Elogio al “cappello del prete”, secondo Tugnazz

Marzo 2016

Inverno, soffia la tramontana. Mare d’inverno, spiaggia deserta. Tugnazz ed io, per consolarci, la sera invitiamo a cena buone amiche e ci concediamo sane libidini solo gastronomiche.

Un’amica emiliana di Tugnazz, dai tempi lontani di bagno Paradiso, ci ha portato in dono un bel “cappello del prete”, gustoso insaccato di maiale, originario di Modena, con poi varie versioni regionali, in virtù della sua saporosa bontà che ben si sposa ad un saggio contorno di purè e lenticchie (meglio queste ultime, se fatte rosolare nel tegamino con una piccola noce di mascarpone, alla faccia – una tantum – del colesterolo oggi affliggente).

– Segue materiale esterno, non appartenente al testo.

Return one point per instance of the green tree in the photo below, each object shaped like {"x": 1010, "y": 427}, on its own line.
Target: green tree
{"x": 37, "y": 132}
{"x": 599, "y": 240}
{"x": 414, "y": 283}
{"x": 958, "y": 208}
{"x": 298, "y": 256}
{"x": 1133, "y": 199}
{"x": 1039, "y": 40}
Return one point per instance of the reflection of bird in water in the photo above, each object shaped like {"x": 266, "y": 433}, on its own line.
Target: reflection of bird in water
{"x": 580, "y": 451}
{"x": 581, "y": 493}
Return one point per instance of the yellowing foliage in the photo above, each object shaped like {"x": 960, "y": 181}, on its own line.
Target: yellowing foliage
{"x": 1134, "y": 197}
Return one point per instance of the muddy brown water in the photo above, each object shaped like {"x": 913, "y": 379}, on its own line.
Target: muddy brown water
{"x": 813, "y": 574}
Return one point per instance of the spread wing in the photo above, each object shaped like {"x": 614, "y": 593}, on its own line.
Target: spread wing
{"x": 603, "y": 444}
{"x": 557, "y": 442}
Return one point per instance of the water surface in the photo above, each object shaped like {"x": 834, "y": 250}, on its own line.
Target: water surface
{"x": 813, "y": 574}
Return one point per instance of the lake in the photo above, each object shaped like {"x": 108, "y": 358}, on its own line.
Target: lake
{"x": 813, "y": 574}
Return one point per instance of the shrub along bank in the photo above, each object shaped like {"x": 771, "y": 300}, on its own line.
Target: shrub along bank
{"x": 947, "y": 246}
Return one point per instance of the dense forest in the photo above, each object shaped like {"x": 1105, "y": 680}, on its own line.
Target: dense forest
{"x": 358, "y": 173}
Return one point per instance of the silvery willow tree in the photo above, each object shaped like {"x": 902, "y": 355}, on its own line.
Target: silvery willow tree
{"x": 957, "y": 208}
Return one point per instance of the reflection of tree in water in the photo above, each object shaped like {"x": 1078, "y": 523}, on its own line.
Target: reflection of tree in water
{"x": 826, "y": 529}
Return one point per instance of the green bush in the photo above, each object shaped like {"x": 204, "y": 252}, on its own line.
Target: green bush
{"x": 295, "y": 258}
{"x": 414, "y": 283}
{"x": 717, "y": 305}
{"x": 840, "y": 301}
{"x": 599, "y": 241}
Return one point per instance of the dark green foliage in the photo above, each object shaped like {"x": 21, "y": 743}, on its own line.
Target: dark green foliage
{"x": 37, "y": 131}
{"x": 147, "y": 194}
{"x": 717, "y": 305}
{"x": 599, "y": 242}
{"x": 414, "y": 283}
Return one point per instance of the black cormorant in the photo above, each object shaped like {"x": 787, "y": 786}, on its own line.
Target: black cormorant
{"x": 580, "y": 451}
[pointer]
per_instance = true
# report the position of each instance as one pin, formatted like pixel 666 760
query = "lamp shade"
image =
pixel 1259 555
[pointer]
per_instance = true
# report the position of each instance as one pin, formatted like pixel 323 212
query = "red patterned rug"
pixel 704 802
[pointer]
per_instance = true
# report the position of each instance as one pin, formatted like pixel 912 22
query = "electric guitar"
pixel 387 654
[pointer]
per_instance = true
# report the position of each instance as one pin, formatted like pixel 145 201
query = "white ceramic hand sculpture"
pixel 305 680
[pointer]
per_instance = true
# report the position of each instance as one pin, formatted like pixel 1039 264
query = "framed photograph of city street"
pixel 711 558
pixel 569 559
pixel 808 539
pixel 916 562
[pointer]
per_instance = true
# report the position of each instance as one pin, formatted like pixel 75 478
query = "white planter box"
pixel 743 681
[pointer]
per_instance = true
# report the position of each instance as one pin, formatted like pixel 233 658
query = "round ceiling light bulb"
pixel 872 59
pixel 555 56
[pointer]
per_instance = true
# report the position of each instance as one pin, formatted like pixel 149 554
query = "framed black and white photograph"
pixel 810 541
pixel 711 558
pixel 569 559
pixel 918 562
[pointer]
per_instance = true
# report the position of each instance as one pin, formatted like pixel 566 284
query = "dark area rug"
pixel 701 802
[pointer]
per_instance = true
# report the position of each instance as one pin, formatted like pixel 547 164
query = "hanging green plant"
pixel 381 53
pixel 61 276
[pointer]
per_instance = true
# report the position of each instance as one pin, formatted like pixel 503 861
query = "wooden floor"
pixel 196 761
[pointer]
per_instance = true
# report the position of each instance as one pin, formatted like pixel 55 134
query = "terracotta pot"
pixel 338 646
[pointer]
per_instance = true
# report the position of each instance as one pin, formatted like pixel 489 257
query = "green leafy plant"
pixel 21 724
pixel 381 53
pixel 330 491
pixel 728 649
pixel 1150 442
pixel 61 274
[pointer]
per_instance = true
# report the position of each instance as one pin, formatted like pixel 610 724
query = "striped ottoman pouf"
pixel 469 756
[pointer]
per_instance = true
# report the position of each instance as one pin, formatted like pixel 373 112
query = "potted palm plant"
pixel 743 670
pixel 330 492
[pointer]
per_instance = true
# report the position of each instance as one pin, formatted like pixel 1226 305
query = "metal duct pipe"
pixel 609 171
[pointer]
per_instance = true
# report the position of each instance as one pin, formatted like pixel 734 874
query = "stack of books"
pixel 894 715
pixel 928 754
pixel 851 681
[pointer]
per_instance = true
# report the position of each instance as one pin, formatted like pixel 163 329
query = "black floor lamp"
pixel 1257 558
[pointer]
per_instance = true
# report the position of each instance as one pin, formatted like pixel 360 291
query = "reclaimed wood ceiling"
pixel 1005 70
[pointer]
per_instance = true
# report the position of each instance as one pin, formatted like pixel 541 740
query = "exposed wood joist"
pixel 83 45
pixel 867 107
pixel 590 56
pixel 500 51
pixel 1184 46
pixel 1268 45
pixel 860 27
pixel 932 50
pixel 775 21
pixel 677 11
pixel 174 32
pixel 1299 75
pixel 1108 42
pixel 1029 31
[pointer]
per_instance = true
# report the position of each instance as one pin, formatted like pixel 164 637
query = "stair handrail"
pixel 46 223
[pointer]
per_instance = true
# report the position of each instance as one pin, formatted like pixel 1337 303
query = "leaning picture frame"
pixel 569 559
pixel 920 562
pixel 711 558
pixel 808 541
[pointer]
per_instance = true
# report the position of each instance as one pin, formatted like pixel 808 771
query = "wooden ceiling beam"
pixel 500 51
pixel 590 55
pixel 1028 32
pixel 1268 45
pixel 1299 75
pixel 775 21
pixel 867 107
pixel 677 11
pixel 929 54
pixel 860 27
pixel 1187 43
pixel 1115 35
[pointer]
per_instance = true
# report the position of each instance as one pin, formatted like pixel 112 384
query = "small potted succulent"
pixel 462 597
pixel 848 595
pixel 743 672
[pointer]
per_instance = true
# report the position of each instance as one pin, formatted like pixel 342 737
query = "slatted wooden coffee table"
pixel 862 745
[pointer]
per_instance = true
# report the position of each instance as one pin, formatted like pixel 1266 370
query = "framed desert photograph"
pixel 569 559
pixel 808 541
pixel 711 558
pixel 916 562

Torniamo al “cappello del prete”. Scusandoci con lettrici e lettori che già lo sanno, il “cappello da prete” è ispirato, nel suo nome, all’antico cappello a tricorno tipico, un tempo, dei preti (faccenda un pò anticlericale che per Tugnazz, da buon romagnolo è doppia libidine). Dunque, l’involucro del “cappello” – cioè cotenna di maiale – racchiude un calibrato impasto di carni di maiale tritate con sale, pepe e aglio pestato nel vino bianco. Storicamente, può essere considerato il “nonno” dello zampone e del cotechino: difatti, il suo sapore è a metà tra di essi, ma con fragranza tutta sua. L’insaccato va doverosamente stagionato (la buona cucina, come la cultura, chiede i suoi tempi), pazientemente bollito. In tavola è gran delizia stagionale. Tugnazz l’ha celebrato: “Un ‘cappello del prete’ così – ha sostenuto – piacerebbe anche a quella bella persona che è Papa Francesco. Basti pensare non ai cappelli, ma agli scherzi da prete che certe vipere della Curia vaticana cercano di combinargli per sgambettarlo. Allora, brindisi al sangiovese al nostro Papa Francesco. Anche Gesù moltiplicò per gli ospiti alle nozze di Cana bontà e vino inaspettato: ma soltanto per fratellanza”.